Los nuevos modelos de IA Generativa como ChatGPT son muy convincentes, pero aún más lo son desarrollos como el de Character AI, que pueden mostrar personalidades que se adapten a necesidades de personas vulnerables. Eso es lo que pasó entre el bot de Character AI y Sewell Setzer, un joven de 14 años que terminó suicidándose. La madre, Megan García, que lleva adelante la demanda contra Character AI, alega que el bot actuaba como si fuera un terapeuta autorizado y activamente animaba ideas suicidas en su hijo, con quien también mantenía conversaciones de contenido sexual. Cualquiera de estas acciones hubiera constituido un delito si lo hubiera llevado adelante un adulto.

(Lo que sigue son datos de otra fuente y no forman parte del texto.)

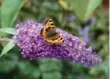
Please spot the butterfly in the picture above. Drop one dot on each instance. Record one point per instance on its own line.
(49, 33)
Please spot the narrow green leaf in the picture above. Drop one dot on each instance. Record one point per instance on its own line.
(9, 11)
(8, 30)
(8, 47)
(83, 8)
(93, 4)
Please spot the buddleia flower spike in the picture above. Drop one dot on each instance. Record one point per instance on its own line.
(33, 46)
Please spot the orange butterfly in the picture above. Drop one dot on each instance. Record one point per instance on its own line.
(49, 33)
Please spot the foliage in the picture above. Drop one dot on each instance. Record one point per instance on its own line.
(68, 15)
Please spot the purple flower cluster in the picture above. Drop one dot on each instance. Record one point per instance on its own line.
(33, 46)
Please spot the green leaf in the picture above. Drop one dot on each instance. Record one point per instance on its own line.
(83, 8)
(9, 11)
(93, 4)
(8, 47)
(8, 30)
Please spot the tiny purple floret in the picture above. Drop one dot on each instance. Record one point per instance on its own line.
(33, 46)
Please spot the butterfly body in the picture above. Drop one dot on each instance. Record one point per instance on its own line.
(49, 33)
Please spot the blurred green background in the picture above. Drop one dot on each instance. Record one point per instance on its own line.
(86, 19)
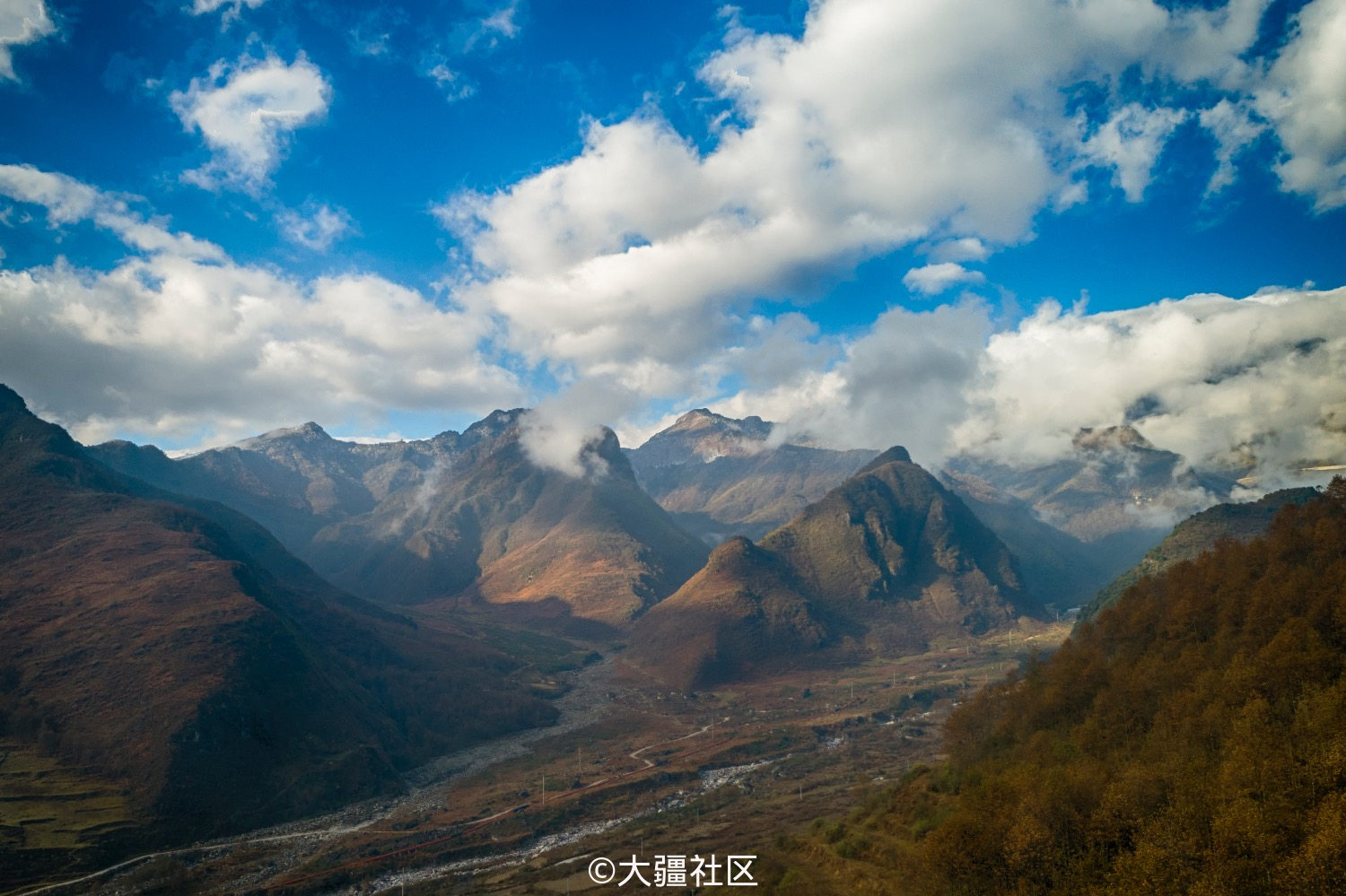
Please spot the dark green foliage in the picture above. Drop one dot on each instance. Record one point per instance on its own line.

Entonces, ¿quién es responsable de la manipulación que sufrió el joven? ¿El sistema de IA, la empresa que lo desarrolló, los ingenieros que la construyeron y entrenaron, la madre que no supo darse cuenta, el joven inexperto o el Gobierno que no regula esta tecnología novedosa cuyas efectos aún desconocemos? La salida legal que esgrime la empresa es que el bot tiene derecho a la libertad de expresión, algo que ya argumentaron distintas redes sociales para no responsabilizarse por lo que postean sus usuarios. No parece, al menos a primera vista, que el recurso sea aplicable en este caso.
La demanda puede sentar una jurisprudencia determinante para el futuro de la IA. En caso de que la Justicia considere que sus contenidos están protegidos por la libertad de expresión, los experimentos a cielo abierto que hacen las empresas con humanos podrían continuar con efectos impredecibles.
Un estudio reciente realizado por el MIT asegura que no pocas personas establecen un vínculo emocional con distintos chatbots. Incluso algunas IA cuentan con simulación de voz y entonaciones que pueden generar una sensación de calidez y empatía. Según el estudio, si bien en un primer momento el uso de IA mejora el ánimo, cuanto más aumentaban las interacciones también lo hacía la sensación de soledad y dependencia, mientras disminuía la socialización con pares.
Cualquier persona que haya sostenido una relación a distancia comprende el rol que tiene el cuerpo en un vínculo afectivo para mantenerlo vivo. Como explica el pensador italiano Bifo Berardi, «hoy vivimos un desplazamiento de la percepción erótica del cuerpo del otro a una percepción cada vez más informática: el cuerpo del otro nos aparece como signo, como información. Esa mutación tiene un fuerte componente patógeno». Así como las redes sociales cambiaron la idea de amistad o la IA Generativa reduce la concepción de inteligencia a procesamiento de información, ahora los vínculos podrían reinterpretarse como mero intercambio de signos para encajar en lo que pueden hacer las máquinas. Esto es lo que venden las grandes empresas: solucionismo tecnológico incluso para el malestar humano. Esas promesas desmesuradas y poco realistas permiten juntar fondos para crecer más rápidamente y cuando no funciona acusan a quienes no supieron utilizar el sistema de manera adecuada. El poder de esta nueva tecnología está claro, pero falta mucho para mapear y comprender qué efectos puede tener. Pero detenerse a evaluar daños colaterales sería un obstáculo para las grandes corporaciones que están en una carrera a todo o nada. Mientras tanto, deben prometer que la IA Generativa resolverá todo para seducir inversionistas y para eso utilizan al mundo como laboratorio experimental. Pero frente a estas propuestas hay algo en lo profundo del ser humano que no encaja en lo que las máquinas sí pueden y resurge como simple patología.